KETERKAITAN ANTARA INFLASI, CADANGAN DEVISA, DAN INVESTASI ASING TERHADAP KEBIJAKAN BI RATE : PERSPEKTIF EKONOMI MONETER INDONESIA 2014-2023
Kata Kunci:
BI Rate, Cadangan Devisa, Inflasi, Investasi Asing, Kebijakan MoneterAbstrak
Tujuan utama kebijakan moneter adalah menjaga dan memelihara stabilitas sistem keuangan, yang dapat tercermin dari tingkat inflasi yang stabil, tingginya cadangan devisa, dan banyaknya investor asing yang menanamkan modal di Indonesia. Untuk mencapai tujuan tersebut, Bank Indonesia menetapkan suku bunga kebijakan BI-Rate sebagai instrumen utama untuk mempengaruhi aktivitas kegiatan perekonomian. Penelitian ini menganalisis Keterkaitan Inflasi, Cadangan Devisa, dan Investasi Asing terhadap Kebijakan BI Rate: Perspektif Ekonomi Moneter Indonesia 2014–2023. Jenis data yang digunakan dalam penelitian ini adalah data sekunder berupa data runtut waktu (time series) dengan jangka waktu 10 tahun. Periode 2014–2023 mencakup kejutan struktural (pandemi COVID-19, taper tantrum, perubahan rezim kebijakan BI 7DRR), sehingga model bisa menghasilkan instabilitas parameter. Kuantitatif ialah metode yang digunakan pada penelitian ini dengan data sekunder yang diperoleh dari BPS, BI, Kemenkeu, World Bank, IMF dengan analisis regresi linier berganda. Hasil penelitian menunjukan inflasi berpengaruh negatif signifikan terhadap BI Rate, yang menandakan bahwa dalam kondisi ekonomi pasca-pandemi, Bank Indonesia cenderung melakukan kebijakan moneter ekspansif meskipun tekanan inflasi meningkat; cadangan devisa berpengaruh negatif signifikan terhadap BI Rate, yang mengindikasikan bahwa semakin kuat posisi devisa nasional, semakin besar ruang kebijakan untuk menurunkan suku bunga tanpa mengganggu stabilitas nilai tukar; dan investasi asing berpengaruh positif signifikan terhadap BI Rate, di mana arus masuk modal portofolio meningkat seiring dengan kenaikan suku bunga domestik.

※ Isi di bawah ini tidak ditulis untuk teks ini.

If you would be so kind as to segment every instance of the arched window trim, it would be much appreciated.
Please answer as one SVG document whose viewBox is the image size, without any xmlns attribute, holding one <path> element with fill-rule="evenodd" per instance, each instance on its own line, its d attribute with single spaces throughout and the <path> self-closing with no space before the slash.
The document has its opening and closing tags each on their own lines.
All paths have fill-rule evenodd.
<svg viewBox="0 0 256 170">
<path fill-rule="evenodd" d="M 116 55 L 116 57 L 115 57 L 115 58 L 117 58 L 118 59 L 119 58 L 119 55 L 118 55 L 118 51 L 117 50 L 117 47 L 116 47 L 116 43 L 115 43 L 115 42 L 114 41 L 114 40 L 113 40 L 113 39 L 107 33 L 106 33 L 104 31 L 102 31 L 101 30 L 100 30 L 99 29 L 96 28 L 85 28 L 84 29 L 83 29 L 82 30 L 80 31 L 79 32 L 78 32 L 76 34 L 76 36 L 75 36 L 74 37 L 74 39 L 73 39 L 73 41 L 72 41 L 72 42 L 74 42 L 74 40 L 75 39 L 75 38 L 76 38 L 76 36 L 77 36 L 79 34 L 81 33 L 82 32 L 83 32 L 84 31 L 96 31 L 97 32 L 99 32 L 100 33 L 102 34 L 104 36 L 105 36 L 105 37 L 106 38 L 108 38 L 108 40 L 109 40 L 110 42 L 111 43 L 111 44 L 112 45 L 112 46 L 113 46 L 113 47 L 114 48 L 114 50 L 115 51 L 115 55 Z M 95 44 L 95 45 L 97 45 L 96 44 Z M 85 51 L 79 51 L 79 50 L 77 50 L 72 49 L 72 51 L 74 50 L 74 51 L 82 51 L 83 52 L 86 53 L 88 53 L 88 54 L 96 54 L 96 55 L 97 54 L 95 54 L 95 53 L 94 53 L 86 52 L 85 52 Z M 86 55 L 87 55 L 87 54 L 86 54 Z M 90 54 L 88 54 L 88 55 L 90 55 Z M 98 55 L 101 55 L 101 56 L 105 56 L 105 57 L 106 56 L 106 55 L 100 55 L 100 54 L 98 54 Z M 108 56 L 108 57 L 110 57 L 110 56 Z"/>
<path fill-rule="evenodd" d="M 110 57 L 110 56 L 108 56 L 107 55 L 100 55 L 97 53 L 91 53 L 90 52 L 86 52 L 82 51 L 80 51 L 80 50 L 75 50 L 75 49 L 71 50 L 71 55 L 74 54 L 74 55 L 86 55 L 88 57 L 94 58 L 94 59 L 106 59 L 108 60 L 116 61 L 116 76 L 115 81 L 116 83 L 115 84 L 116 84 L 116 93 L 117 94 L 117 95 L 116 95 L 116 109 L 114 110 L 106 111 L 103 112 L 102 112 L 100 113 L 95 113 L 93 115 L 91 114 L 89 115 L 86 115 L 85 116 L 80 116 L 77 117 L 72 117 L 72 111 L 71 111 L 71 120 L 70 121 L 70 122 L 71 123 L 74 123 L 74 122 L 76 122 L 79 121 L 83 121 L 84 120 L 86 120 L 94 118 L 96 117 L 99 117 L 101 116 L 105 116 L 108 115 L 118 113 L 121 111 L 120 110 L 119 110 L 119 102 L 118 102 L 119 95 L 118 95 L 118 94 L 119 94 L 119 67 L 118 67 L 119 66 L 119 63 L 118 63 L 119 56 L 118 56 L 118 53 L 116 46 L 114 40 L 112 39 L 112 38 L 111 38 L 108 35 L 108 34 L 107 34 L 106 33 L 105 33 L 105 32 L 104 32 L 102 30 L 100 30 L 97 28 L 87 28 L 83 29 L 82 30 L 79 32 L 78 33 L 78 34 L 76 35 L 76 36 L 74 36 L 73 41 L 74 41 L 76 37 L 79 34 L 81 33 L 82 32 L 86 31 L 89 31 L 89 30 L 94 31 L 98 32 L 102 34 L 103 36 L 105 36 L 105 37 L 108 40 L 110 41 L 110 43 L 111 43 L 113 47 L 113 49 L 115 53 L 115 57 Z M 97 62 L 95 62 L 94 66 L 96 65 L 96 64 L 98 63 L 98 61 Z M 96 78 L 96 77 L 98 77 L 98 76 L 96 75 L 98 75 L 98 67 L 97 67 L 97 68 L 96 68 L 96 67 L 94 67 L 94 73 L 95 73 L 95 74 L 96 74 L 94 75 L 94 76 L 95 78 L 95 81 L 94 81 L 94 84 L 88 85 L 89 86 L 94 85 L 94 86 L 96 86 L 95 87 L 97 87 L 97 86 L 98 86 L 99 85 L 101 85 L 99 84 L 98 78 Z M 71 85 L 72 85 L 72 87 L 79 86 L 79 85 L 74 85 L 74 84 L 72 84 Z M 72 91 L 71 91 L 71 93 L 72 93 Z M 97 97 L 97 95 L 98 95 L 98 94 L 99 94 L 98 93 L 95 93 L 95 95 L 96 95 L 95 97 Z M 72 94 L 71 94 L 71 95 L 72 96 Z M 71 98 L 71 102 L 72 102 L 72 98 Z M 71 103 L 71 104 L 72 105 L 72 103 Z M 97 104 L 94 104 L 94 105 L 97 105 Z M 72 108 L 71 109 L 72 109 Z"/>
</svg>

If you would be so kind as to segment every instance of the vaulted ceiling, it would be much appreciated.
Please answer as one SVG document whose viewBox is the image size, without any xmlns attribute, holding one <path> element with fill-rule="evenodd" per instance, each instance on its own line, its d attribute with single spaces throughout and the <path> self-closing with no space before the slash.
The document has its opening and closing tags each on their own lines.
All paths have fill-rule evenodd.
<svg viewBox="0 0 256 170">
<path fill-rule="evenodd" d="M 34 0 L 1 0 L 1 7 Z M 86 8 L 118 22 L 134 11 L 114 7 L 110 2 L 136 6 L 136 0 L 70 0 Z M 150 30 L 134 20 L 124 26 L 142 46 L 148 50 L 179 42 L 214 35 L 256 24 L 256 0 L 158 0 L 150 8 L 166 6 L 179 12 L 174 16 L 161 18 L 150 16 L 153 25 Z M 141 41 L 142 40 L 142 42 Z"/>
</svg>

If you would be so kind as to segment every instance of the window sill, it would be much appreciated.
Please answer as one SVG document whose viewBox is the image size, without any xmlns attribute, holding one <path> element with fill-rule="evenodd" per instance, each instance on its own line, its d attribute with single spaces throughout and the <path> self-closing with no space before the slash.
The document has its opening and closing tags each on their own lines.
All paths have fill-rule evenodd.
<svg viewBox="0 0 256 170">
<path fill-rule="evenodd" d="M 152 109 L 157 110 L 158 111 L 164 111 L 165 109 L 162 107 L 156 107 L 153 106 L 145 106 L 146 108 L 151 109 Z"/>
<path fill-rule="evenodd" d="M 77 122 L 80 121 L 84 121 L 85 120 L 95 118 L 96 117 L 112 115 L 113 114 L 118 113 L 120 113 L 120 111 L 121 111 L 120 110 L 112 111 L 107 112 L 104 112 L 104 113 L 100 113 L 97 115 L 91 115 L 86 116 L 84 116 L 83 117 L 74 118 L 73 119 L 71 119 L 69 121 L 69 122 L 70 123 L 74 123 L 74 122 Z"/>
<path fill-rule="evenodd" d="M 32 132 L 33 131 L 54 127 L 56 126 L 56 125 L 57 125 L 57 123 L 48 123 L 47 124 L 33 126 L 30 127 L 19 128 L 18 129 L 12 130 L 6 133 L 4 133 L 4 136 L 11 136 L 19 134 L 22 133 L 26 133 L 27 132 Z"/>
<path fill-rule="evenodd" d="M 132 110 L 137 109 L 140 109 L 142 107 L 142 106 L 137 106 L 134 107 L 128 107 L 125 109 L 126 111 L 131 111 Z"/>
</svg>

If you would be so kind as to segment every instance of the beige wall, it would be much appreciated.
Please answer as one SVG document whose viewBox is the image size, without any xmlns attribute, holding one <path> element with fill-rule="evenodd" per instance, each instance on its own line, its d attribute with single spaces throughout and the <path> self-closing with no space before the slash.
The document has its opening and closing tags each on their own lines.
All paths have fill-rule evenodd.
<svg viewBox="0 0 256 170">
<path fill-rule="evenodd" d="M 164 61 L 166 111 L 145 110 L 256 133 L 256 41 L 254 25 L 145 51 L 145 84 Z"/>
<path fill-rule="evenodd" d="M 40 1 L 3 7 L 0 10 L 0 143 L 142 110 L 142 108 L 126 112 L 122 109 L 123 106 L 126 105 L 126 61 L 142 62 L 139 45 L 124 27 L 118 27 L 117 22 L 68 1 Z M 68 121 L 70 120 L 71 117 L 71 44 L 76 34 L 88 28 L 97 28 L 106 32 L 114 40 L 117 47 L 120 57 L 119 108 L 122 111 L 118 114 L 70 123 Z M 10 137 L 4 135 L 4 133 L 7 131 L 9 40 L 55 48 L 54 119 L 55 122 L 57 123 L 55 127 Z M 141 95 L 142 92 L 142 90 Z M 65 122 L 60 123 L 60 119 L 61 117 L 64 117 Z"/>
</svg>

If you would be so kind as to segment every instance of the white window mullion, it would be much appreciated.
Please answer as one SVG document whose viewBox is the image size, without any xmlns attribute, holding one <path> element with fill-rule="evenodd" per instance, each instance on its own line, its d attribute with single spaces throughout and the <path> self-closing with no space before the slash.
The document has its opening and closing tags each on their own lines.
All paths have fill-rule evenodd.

The main objective of monetary policy is to maintain and preserve financial system stability, which can be reflected in stable inflation rates, high foreign exchange reserves, and a large number of foreign investors investing in Indonesia. To achieve this objective, Bank Indonesia sets the BI Rate as the main instrument to influence economic activity. This study analyzes the relationship between inflation, foreign exchange reserves, and foreign investment with the BI Rate policy: An Indonesian Monetary Economic Perspective 2014–2023. The type of data used in this study is secondary data in the form of time series data covering a period of 10 years. The 2014–2023 period covers structural shocks (the COVID-19 pandemic, taper tantrum, changes in the BI 7DRR policy regime), so the model can produce parameter instability. Quantitative methods were used in this study with secondary data obtained from BPS, BI, Ministry of Finance, World Bank, IMF with multiple linear regression analysis. The results show that inflation has a significant negative effect on the BI Rate, indicating that in the post-pandemic economic conditions, Bank Indonesia tends to implement expansionary monetary policy even though inflationary pressures are increasing; foreign exchange reserves have a significant negative effect on the BI Rate, indicating that the stronger the position of national foreign exchange reserves, the greater the policy space to lower interest rates without disrupting exchange rate stability; and foreign investment has a significant positive effect on the BI Rate, where portfolio capital inflows increase in line with domestic interest rate hikes.